9 травня, 2018
Недифференцированное заболевание соединительной ткани
Диагностическая неопределенность – нередкое для ревматологии явление. В других областях медицины также встречаются пациенты с клинически необъяснимыми симптомами. Некоторым из этих пациентов в конечном итоге может быть поставлен точный диагноз, у других же заболевания не могут идентифицировать на протяжении многих лет.
Ярким примером является история Сюзанны Кахалан, журналистки газеты «Нью-Йорк пост». Ее болезнь с самого начала выглядела странно: считалось, что у девушки развивается психическое заболевание. Однако результаты нейропсихологического исследования помогли установить наличие новой формы аутоиммунного энцефалита – анти-NMDA-болезни (антитела IgG к N-метил-D-аспартатному рецептору). Другой пример – пирофосфатная артропатия, которую долгие годы – до открытия Маккарти пирофосфатных кристаллов – называли псевдоподагрой. Рассмотрим с этих позиций следующие вопросы:
- Насколько оправдан диагноз «недифференцированное заболевание соединительной ткани (НЗСТ)»?
- Свидетельствует ли он о недостаточной компетенции врача или является вынужденным в условиях недостаточной определенности симптомов?
- Как долго мы можем вести пациента с таким диагнозом? Какова должна быть лечебная тактика?
Около 25% больных с симптомами ЗСТ окончательный диагноз не может быть установлен при первичном обращении.

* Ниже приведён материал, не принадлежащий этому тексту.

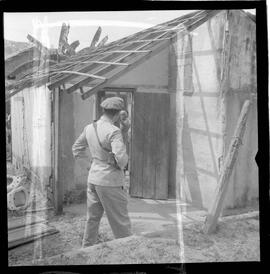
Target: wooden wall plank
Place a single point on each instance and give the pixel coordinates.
(162, 146)
(149, 151)
(136, 172)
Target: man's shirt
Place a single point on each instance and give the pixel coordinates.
(101, 172)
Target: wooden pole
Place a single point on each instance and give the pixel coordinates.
(58, 196)
(214, 212)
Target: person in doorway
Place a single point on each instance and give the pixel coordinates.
(106, 177)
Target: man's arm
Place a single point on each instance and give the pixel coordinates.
(80, 146)
(119, 148)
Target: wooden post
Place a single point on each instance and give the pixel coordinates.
(58, 192)
(214, 212)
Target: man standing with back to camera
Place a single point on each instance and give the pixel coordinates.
(105, 182)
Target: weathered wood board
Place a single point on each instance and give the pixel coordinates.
(150, 146)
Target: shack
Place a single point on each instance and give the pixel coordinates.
(184, 83)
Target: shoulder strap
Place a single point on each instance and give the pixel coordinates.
(95, 127)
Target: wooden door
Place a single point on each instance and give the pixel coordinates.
(150, 146)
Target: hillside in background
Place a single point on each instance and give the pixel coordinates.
(12, 47)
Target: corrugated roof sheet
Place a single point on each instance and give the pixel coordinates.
(95, 70)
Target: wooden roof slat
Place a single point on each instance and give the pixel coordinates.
(129, 51)
(84, 81)
(81, 74)
(110, 58)
(100, 59)
(78, 85)
(157, 48)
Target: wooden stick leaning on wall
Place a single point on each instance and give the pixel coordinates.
(217, 206)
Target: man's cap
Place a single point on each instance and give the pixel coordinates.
(113, 103)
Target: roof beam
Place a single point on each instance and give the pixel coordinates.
(81, 74)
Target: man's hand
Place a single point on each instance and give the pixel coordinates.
(124, 121)
(83, 163)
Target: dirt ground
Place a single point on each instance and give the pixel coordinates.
(235, 240)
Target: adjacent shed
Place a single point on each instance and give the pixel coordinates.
(183, 81)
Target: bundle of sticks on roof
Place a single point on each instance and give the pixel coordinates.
(65, 49)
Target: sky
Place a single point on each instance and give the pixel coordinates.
(117, 24)
(83, 25)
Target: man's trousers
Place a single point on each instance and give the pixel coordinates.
(112, 200)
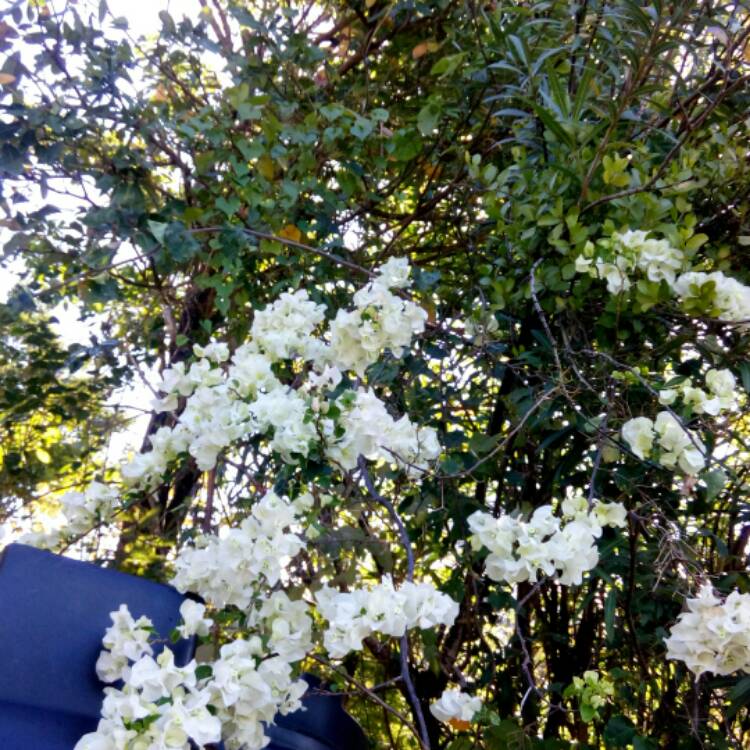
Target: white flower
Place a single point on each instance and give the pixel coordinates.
(231, 569)
(723, 384)
(453, 705)
(380, 321)
(215, 351)
(394, 274)
(730, 298)
(712, 635)
(679, 446)
(520, 550)
(639, 434)
(125, 641)
(193, 620)
(354, 615)
(370, 431)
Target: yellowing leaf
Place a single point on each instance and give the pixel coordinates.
(290, 232)
(423, 48)
(42, 455)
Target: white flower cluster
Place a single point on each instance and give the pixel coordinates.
(456, 708)
(125, 641)
(721, 394)
(566, 547)
(678, 446)
(382, 608)
(165, 706)
(160, 705)
(230, 398)
(714, 634)
(370, 431)
(626, 252)
(380, 320)
(729, 299)
(231, 570)
(79, 513)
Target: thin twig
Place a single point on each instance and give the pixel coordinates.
(404, 642)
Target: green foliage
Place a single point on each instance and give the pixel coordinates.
(174, 184)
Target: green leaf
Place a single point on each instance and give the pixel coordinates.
(447, 65)
(588, 713)
(429, 116)
(619, 731)
(228, 206)
(158, 229)
(715, 482)
(203, 671)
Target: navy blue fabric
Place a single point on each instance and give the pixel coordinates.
(53, 614)
(28, 728)
(323, 726)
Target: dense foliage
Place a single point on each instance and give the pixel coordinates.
(173, 186)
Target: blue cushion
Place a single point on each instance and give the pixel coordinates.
(323, 726)
(53, 616)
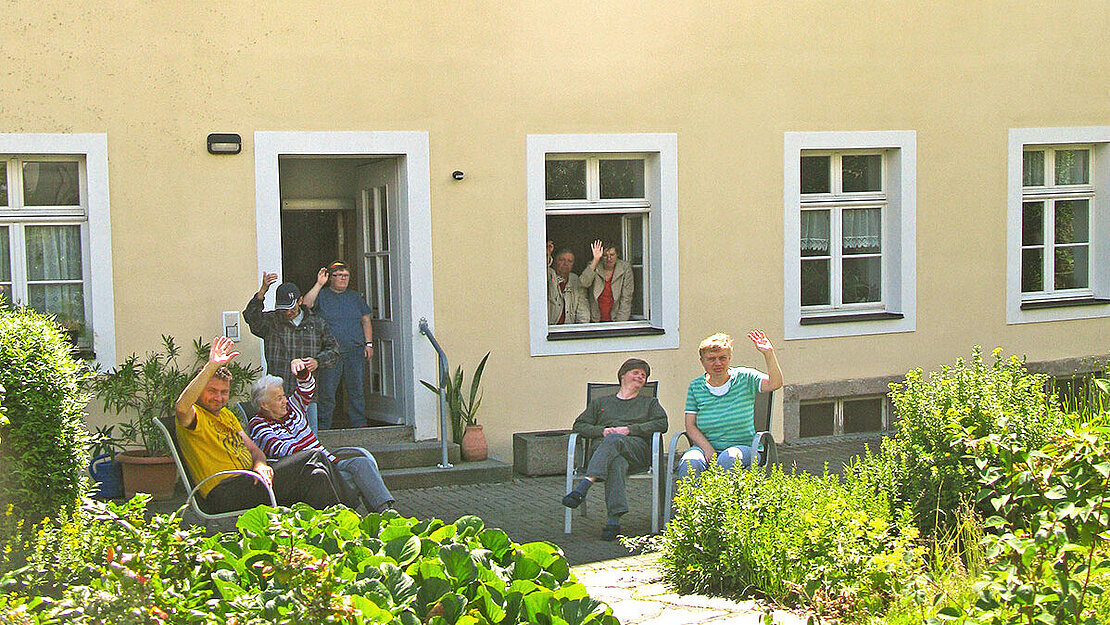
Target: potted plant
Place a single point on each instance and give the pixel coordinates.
(462, 410)
(143, 390)
(103, 467)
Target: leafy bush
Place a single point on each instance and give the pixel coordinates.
(303, 565)
(147, 389)
(43, 444)
(794, 538)
(931, 471)
(1048, 545)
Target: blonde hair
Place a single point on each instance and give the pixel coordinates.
(714, 342)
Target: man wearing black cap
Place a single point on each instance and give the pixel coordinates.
(625, 423)
(290, 332)
(349, 320)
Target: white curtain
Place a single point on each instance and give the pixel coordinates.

Кроме того, у большинства этих пациентов диагноз не устанавливается в течение 5-10 лет наблюдения [1]. Каковы правильные диагнозы для этих пациентов? Почему это имеет значение?
Установление окончательного диагноза подразумевает определенность или уверенность в патогенезе, прогнозе, терапевтических последствиях и результатах лечения. В случае отсутствия такой уверенности преждевременная интерпретация симптомов в пользу той или иной нозологии может ограничивать клиническое мышление врача и приводить к ошибочной лечебной тактике, нанесению вреда, а иногда и к неблагоприятным юридическим последствиям. В условиях диагностической неопределенности мы выносим этим пациентам диагноз «недифференцированное системное ревматическое заболевание» или НЗСТ. Эксперты Американского колледжа ревматологов (ACR) и Европейской противоревматической лиги (EULAR) советуют: если вы точно не уверены в диагнозе конкретного пациента, вы не должны ставить окончательный диагноз без достаточных для этого оснований [16].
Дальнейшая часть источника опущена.